Abstract Topic: 16. Myeloproliferative neoplasms - Clinical
Background: Patients with polycythemia vera (PV) are treated with periodic therapeutic phlebotomy (TP) to maintain hematocrit levels <45% to reduce the incidence of thrombotic events. Since many patients with PV are seen irregularly, they may experience periods of time with hematocrit levels >45%, potentially increasing thrombosis risk, especially in patients with high TP requirements. Hepcidin is the body’s main iron homeostasis regulator hormone. Elevated hepcidin levels are expected to reduce iron availability and control excessive erythropoiesis. We hypothesized that rusfertide (PTG-300), a hepcidin-mimetic, could decrease erythropoiesis and phlebotomy requirements in PV patients, thereby alleviating PV-related symptoms.
Aims: To examine the impact of rusfertide therapy on TP and patient reported symptoms in PV
Methods: PTG-300-04 is a Phase 2 trial (NCT04057040) consisting of 3 parts: (1) a 28-week dose-finding; (2) a 12-week blinded randomized withdrawal rusfertide vs placebo (1:1); and (3) a 52-week open-label extension (Figure 1). Eligibility criteria include PV diagnosis (by 2016 WHO criteria) and ≥3 phlebotomies with or without concurrent cytoreductive therapy to maintain hematocrit <45% in the 24 weeks prior to enrollment. Rusfertide was administered subcutaneously weekly and was added to each subject’s pre-study treatment for PV; rusfertide dose was adjusted to maintain hematocrit <45%. Patients completed the MPN-SAF TSS questionnaire at protocol specified visits. MPN-SAF TSS items are considered “moderate” if symptoms were rated as 4-6 on a scale of 0 to 10 and “severe” if symptoms were rated 7-10. The MPN-SAF TSS has a range of 0-100 based on the 10 questions each with a range of 0-10. Higher scores indicate higher severity.
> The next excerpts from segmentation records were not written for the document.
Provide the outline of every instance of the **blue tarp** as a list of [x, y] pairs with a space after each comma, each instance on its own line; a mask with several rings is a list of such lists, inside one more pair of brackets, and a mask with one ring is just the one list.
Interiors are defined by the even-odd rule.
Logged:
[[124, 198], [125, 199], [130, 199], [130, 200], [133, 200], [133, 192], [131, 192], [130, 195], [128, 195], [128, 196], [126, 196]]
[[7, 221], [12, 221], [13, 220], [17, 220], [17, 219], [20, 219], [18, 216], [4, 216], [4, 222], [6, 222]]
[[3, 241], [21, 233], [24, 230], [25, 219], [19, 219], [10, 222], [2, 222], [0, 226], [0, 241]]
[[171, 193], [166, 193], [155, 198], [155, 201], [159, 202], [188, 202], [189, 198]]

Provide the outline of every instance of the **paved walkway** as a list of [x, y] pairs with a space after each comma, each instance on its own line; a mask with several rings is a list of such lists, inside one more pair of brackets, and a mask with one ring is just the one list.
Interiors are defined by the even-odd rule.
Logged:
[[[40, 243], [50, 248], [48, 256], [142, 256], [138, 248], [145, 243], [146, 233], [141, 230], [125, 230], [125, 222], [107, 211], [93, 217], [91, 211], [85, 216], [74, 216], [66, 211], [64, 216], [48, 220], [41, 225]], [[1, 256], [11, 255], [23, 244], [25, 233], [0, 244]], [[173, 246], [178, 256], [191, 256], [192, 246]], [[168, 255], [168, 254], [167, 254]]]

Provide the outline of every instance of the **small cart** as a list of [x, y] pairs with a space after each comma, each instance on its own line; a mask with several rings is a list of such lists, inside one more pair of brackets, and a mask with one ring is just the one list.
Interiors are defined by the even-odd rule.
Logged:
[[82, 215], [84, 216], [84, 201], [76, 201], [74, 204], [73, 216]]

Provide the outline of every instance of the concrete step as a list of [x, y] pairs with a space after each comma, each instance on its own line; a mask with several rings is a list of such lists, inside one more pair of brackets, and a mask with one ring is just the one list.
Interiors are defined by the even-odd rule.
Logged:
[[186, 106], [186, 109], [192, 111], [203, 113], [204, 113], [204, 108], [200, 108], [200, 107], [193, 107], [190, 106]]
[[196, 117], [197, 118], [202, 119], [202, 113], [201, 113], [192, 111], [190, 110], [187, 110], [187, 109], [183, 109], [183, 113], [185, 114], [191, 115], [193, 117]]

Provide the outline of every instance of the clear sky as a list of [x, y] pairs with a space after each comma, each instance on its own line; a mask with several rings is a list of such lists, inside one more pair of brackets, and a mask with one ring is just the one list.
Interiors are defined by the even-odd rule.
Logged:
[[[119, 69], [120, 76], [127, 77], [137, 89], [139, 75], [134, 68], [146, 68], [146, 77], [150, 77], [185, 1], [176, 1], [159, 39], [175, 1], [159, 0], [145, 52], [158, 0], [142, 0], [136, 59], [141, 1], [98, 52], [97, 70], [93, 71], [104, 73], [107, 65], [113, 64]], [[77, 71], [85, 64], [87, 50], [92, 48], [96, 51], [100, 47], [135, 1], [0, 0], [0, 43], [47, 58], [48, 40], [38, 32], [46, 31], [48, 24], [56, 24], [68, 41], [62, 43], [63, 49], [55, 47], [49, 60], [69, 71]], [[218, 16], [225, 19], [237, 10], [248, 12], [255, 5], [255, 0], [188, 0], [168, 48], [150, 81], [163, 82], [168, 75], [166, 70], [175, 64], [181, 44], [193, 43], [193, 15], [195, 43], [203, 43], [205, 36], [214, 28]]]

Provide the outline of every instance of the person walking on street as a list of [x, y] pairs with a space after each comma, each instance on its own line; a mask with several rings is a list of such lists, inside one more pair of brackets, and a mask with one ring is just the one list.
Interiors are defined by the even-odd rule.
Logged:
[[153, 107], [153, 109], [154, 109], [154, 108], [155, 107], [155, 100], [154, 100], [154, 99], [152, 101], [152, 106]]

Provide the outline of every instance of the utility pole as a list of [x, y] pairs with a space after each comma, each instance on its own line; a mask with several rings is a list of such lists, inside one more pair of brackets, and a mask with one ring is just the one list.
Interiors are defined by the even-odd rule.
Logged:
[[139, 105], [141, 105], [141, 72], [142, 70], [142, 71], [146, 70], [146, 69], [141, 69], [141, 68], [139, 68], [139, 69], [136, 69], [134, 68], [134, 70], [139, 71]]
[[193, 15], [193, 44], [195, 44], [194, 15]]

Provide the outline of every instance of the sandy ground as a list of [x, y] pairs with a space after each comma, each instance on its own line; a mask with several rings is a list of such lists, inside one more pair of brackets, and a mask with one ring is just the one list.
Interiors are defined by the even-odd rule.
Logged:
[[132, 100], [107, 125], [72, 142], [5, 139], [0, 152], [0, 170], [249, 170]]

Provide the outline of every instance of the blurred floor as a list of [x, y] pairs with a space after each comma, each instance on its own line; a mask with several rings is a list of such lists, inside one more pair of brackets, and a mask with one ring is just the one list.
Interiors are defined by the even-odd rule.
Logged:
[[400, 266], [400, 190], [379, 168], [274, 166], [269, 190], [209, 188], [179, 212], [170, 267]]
Results: In Part 1, 70 patients were enrolled, 61 patients completed the dose titration through 28 weeks, and 9 patients discontinued. The most common reason for discontinuation was the withdrawal by subject. Mean number of TPs declined from 4.7 in 28 weeks prior to rusfertide treatment to 0.4 TP during the 28 weeks of rusfertide treatment (p=0.001) (Figure 2). Approximately 60% of the patients required no TP and 26% required one TP during 28 weeks of rusfertide treatment. Mean MPN- SAF TSS score was 15.6 at baseline compared to 14.1 at 16 weeks of treatment and 12 after 28 weeks of treatment (Figure 3). The mean change from baseline was -2.2 (n=57, p=0.056). Fatigue in patients with moderate baseline severity (Figure 4) showed statistically significant improvement by Week 28 (mean change =-1.5, p=0.006) and inactivity improved at Week 28 (mean change= -2, p=0.003). Subjects with moderate severity (Figure 5a) at baseline showed an improvement in problems with concentration at week 28 (mean change = -2, p= 0.077). Patients with high baseline severity (Figure 5b) experienced an improvement at week 28 (mean change = -4.2, p=0.012) in concentration at Week 28. The most frequent adverse events (AE) were injection site reactions (ISR) reported by 86% of the patients, the frequency of which decreased over time. Most of the ISR were grade 1 or 2 and transient in nature. One subject discontinued Part 1 due to an ISR. Two patients discontinued the drug due to an SAE, one during the double-blind randomized withdrawal and one during the open-label extension.
Summary/Conclusion: These clinical trial results indicate that rusfertide is a promising investigational drug for the treatment of PV in maintaining hematocrit <45%, reversing iron deficiency, potentially eliminating the need for TP, and improving PV-related symptoms.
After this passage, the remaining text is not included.